I would like to ask a question, hopefully somebody can help me answer it.
Is there a way to calculate the cost of a streaming LLM request for which we don’t trigger the generation of the response?
This is because for some application, I launch the request, but the generation is only needed if some conditions are satisfied (e.g., `skip_this_request=False`).
Thanks a lot in advance for any ideas!
# LLM request: this must cost something, but how much?
response = await aclient.responses.create(model="gpt-4o", input=messages, stream=True)
# Generation happens here, token usage only available at the end of the iteration
async for x in response:
print(f"Chunk: {x}")
Do you mean calculating the cost of the resultant output if it were produced?
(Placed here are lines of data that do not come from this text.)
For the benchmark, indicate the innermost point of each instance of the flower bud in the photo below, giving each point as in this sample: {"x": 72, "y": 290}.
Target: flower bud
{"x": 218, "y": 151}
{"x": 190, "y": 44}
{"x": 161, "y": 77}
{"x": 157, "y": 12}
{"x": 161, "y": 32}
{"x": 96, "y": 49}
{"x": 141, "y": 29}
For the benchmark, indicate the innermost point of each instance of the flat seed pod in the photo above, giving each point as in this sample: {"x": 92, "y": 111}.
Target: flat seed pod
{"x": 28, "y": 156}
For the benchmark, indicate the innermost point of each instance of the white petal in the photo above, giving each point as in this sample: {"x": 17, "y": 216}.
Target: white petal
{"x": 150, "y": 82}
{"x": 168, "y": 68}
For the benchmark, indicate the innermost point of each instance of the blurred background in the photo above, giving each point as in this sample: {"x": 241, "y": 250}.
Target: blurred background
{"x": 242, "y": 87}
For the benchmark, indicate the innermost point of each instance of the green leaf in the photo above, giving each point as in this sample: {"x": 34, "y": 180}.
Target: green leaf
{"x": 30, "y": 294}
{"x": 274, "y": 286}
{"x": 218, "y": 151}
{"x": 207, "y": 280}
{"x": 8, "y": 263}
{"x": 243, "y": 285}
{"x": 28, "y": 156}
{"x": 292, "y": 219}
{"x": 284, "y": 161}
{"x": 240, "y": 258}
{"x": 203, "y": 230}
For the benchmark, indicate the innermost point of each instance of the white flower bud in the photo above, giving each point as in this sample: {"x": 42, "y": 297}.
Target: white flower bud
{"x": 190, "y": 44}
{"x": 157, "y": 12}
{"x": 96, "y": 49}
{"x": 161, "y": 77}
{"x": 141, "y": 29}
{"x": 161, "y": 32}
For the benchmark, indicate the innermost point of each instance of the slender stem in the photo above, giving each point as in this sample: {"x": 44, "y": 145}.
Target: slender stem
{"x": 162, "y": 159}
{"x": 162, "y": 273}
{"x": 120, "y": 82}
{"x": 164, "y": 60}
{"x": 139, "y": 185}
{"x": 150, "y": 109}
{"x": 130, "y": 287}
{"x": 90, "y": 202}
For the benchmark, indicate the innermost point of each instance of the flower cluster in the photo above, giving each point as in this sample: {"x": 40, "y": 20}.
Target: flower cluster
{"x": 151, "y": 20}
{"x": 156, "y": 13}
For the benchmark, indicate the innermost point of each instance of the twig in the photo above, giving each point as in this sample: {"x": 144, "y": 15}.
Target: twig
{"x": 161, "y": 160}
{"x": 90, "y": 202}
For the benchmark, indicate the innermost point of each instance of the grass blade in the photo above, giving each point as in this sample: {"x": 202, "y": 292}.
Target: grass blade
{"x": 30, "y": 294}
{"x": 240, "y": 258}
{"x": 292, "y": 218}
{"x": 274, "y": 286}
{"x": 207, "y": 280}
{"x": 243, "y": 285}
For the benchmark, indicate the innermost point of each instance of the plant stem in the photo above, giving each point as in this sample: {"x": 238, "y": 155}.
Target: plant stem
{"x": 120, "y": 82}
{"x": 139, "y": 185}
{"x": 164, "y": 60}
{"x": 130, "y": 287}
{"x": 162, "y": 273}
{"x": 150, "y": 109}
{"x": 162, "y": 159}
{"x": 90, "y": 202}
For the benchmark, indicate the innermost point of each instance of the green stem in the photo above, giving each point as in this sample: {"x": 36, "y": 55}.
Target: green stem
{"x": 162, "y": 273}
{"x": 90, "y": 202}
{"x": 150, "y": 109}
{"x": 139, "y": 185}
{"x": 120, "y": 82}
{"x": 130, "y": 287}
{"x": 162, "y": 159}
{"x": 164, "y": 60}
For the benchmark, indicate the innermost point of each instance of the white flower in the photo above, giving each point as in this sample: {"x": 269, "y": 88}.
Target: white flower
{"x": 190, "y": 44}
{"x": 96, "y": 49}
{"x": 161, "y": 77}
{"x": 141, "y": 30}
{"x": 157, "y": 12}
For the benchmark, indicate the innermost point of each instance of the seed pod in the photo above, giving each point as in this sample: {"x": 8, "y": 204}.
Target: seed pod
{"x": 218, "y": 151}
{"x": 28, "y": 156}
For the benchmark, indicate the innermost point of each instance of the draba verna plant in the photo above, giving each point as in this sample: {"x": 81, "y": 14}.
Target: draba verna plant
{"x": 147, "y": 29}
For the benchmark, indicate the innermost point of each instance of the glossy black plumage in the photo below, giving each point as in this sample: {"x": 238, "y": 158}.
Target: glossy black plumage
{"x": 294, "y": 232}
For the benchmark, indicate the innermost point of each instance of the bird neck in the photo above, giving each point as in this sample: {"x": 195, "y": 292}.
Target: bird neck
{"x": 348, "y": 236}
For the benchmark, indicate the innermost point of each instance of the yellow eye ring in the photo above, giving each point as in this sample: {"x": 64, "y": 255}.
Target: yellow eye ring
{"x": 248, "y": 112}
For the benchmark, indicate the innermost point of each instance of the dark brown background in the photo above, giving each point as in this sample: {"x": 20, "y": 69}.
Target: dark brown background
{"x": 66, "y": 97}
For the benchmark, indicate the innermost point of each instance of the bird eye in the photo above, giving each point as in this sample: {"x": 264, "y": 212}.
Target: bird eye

No. Not really possible, because calculations are typically handled using tokens, and there will always be a variance in the amount of output tokens produced. And with reasoning, that variance is even higher.
Sending a request to the model will always trigger a response.
The real question is: how to decide whether a response is actually needed?
If the answer can be determined programmatically, the best option is to avoid sending the request at all.
If the model itself has to decide whether to reply, there are mechanisms to handle that:
With the Completions API, you can use a stop token and structure the prompt so the model emits it right away, effectively interrupting generation.
With the Realtime API, you can update the session to stop further responses.
This approach essentially acts like a classifier.
If the API in use doesn’t offer an option to terminate the response early it’s an option to build lightweight classifiers with small models. Alternatively one can leverage prompt caching to try and keep latency and cost under control.
It’s usually more efficient to handle the decision programmatically whenever possible.